I once forced my cripplingly shy and closeted boyfriend to attend—in disguise as my best friend—my mother’s annual Christmas Eve party and meet my judgmental extended family for the first time. Too paranoid to socialize, he quickly left. Seconds later, my mother, thinking it was me who had fled, rushed to the front door. In a tragic case of mistaken identity, she screamed into the night, channeling Mo’Nique’s abusive from Precious . “Get your ass back in here, I ain’t playin’ with you!” My boyfriend was so freaked out he ran to his car and peeled off. That Christmas, he gave me a malfunctioning MP3 player from Walmart.

—Gerald Johnson

Joyful & Triumphant

I have a 20-year-old, low-functioning autistic cousin. He’s about six feet tall and 200 pounds with a head the size of a beach ball. He doesn’t talk at all but when he’s happy he whistles, and he whistles a lot. Like many people suffering with autism, he relishes routine and when the holidays come around his parents throw a Christmas Eve party that throws his whole routine off. To cope, he finds happiness by hiding in his room and watching Charlie Brown cartoons; you can hear him faintly whistling through the wall.
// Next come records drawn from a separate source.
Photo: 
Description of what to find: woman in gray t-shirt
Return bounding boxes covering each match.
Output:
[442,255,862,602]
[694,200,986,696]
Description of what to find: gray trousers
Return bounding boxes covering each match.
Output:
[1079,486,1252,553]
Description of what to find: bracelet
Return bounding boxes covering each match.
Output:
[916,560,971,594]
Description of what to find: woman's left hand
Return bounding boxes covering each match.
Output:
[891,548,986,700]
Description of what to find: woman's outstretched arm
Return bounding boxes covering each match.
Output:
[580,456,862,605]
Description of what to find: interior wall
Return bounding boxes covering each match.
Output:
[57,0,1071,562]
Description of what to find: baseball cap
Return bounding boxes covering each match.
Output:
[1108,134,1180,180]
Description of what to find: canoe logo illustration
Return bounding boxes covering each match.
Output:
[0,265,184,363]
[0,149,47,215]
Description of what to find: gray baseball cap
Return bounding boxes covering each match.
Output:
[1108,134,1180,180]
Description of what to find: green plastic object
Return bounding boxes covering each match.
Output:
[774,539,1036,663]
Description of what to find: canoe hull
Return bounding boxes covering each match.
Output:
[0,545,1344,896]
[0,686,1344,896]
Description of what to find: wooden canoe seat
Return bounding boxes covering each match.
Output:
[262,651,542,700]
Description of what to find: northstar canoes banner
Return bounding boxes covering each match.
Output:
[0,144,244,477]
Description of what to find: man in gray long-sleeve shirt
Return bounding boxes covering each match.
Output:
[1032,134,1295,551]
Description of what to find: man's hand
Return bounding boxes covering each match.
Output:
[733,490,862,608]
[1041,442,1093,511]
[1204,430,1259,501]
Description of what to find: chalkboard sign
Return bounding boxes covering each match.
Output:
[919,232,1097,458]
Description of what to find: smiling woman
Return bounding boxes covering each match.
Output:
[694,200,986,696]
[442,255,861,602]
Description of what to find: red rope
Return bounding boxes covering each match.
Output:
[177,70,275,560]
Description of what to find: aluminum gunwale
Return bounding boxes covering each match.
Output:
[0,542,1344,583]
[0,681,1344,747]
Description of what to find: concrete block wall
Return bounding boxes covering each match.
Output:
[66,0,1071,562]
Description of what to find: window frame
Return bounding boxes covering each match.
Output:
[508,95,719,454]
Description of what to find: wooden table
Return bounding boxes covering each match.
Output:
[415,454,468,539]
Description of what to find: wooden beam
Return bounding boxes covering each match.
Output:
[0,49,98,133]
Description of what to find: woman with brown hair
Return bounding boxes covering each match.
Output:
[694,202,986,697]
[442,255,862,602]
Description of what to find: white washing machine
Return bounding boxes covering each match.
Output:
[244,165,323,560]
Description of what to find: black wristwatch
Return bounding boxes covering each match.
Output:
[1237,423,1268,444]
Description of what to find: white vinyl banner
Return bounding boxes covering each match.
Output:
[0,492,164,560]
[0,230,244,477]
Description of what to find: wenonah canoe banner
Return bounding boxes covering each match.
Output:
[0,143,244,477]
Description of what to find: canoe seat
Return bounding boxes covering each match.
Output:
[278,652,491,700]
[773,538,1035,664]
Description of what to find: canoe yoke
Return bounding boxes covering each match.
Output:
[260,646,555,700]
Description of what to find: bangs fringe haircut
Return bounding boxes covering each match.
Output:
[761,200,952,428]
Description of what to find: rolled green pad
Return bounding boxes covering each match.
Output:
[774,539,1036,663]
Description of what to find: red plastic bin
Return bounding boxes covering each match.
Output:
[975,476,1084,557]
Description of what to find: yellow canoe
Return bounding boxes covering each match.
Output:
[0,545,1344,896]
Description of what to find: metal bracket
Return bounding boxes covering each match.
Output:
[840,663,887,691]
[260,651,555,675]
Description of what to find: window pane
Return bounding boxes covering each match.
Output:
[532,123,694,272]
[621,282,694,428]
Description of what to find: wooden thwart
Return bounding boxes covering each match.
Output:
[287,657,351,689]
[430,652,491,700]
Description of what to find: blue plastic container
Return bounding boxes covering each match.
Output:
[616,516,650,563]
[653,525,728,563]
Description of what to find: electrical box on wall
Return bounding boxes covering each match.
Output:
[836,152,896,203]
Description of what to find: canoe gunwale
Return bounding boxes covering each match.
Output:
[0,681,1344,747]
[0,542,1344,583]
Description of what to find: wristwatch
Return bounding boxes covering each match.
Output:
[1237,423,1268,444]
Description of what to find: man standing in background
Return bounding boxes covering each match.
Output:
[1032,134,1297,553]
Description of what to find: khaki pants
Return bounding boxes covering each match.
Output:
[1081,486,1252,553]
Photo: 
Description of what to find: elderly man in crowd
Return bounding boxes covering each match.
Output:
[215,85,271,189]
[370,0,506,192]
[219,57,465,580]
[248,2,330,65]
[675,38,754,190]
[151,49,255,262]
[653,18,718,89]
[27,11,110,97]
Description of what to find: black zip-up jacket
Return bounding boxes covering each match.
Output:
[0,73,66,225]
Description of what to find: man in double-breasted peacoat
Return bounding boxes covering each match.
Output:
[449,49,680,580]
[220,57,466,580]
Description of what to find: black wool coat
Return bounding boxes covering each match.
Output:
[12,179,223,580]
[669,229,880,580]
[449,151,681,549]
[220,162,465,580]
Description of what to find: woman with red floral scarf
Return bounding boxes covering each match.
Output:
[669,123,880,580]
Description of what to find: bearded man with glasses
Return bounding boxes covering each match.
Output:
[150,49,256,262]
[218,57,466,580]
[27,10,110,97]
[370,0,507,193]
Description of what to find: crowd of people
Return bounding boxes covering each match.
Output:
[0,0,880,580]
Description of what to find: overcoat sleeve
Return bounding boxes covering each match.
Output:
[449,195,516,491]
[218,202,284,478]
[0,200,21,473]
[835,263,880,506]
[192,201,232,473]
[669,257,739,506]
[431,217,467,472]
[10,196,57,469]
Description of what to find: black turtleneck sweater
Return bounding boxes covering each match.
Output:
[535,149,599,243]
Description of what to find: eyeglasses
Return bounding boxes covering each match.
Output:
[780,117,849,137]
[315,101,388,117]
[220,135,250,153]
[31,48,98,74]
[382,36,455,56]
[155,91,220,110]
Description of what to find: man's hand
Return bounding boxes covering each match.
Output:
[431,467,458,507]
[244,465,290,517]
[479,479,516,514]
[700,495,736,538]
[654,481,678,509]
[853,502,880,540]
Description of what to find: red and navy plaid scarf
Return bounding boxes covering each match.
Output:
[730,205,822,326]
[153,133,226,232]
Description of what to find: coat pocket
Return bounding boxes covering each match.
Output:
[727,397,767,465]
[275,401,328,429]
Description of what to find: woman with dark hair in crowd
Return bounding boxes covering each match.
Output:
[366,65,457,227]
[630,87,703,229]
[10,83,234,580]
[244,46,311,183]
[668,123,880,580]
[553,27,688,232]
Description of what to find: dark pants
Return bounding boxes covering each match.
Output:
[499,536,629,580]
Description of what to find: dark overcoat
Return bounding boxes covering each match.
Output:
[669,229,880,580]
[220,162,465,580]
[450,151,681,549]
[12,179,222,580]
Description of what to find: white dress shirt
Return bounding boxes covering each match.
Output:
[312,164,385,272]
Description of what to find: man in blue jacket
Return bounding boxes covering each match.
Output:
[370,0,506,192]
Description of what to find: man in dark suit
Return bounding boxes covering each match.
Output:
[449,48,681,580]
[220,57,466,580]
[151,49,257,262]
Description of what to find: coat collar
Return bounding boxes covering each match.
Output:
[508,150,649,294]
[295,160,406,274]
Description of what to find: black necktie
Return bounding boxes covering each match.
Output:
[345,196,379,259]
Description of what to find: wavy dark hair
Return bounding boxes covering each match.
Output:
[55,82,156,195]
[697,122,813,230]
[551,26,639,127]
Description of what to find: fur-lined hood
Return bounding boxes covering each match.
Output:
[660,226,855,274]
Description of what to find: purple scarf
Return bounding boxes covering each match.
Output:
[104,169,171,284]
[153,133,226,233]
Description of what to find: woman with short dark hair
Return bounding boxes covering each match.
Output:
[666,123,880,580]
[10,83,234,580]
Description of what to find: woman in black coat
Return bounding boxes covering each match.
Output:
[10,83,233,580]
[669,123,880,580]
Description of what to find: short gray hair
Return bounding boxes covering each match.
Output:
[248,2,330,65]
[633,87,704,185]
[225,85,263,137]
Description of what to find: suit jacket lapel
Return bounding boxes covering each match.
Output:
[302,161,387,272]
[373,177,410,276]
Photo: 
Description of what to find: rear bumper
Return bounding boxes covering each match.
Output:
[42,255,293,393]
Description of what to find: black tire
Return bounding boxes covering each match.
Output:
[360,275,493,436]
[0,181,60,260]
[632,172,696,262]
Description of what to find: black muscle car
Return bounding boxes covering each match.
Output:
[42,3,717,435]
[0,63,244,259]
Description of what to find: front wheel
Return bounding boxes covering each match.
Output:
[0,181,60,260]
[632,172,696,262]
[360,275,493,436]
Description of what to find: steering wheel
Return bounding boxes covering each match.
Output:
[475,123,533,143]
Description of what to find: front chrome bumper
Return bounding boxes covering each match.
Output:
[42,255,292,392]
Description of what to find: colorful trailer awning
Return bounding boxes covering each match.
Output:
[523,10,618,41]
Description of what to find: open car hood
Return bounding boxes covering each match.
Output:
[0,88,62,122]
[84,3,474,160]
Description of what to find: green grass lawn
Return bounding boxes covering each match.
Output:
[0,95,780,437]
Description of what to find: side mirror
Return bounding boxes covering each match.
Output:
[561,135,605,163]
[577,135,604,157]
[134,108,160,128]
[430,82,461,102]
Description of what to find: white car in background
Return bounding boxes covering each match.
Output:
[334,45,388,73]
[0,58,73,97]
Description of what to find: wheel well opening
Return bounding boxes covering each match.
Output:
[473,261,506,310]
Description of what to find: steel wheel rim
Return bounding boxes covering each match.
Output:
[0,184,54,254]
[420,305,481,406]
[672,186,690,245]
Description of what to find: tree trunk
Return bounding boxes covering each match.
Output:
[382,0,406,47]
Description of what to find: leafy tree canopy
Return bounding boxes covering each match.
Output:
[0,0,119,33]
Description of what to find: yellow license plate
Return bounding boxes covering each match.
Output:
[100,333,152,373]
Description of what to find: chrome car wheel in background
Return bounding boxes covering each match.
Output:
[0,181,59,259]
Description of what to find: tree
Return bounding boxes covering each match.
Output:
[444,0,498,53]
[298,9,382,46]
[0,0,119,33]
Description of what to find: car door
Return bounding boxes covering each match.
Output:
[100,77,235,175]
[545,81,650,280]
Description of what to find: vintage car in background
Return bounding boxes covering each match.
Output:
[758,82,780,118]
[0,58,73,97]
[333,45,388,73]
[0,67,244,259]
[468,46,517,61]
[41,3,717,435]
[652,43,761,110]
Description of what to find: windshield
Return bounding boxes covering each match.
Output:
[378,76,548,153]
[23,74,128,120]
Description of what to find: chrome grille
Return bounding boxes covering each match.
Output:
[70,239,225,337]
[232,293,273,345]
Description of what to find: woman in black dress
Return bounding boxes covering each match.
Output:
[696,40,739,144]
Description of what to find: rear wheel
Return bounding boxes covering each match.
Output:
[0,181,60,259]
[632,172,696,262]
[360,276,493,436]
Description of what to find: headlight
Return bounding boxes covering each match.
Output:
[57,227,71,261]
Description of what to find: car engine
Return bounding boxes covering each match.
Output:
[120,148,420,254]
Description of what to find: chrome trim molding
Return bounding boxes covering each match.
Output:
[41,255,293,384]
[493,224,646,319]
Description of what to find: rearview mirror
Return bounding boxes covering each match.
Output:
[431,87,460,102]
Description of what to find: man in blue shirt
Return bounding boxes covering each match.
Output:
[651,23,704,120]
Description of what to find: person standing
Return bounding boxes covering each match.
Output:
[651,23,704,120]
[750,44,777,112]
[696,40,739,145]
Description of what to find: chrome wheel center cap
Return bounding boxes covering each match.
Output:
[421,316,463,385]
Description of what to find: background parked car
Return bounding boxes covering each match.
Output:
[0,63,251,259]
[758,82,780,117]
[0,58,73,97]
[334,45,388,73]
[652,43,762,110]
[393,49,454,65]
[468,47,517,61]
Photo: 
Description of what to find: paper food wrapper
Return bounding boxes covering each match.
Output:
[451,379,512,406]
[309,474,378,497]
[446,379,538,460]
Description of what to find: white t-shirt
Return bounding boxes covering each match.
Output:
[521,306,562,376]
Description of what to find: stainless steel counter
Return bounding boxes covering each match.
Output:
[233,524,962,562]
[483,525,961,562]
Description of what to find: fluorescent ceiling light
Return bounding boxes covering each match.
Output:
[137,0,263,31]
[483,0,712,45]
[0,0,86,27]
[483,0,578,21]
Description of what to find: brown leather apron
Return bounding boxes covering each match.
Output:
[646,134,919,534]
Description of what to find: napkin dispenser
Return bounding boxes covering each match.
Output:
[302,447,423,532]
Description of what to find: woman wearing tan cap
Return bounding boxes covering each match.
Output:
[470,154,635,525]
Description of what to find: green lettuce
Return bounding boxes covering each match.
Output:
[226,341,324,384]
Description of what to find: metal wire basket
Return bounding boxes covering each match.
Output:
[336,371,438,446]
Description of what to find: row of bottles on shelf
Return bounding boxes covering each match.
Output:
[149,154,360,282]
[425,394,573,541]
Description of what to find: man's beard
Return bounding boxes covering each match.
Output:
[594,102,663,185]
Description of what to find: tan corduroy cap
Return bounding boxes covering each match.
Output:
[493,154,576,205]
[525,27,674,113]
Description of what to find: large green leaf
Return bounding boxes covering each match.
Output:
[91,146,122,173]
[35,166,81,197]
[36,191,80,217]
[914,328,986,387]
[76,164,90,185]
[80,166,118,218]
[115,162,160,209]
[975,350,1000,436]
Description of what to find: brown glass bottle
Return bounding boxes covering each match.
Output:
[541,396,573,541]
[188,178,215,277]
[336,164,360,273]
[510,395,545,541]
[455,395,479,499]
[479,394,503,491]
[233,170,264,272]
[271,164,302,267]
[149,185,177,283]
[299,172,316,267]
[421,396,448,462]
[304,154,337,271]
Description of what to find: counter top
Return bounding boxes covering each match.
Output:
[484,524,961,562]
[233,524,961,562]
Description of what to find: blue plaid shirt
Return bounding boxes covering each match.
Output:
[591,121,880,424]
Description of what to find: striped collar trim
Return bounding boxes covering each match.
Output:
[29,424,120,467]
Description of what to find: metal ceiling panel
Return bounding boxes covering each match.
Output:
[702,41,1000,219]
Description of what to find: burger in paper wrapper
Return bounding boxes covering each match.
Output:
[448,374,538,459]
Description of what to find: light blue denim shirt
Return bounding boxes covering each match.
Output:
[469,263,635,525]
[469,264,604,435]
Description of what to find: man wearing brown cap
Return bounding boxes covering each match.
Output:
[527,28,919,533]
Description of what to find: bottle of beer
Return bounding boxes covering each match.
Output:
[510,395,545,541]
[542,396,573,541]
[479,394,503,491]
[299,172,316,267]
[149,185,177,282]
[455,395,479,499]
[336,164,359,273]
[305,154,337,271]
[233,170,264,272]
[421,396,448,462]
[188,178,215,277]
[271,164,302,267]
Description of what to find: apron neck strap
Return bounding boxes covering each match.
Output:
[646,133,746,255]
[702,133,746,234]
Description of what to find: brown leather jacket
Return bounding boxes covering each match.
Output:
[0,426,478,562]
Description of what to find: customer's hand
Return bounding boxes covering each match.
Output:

One Christmas Eve, we were all standing in the kitchen drinking, eating and joking when we heard him whistling rather loudly and let out a big belly laugh. We looked up to see all six feet of him butt naked. The room fell silent and his mother quickly jumped up from where she was sitting to shoo him back into his room. We all looked at each other in awkward silence, stirred our drinks and tried to get rid of the image burnt into our memories until someone piped up, “Now that guy knows how to party!” Everyone erupted in laughter and continued in the merriment as if nothing happened.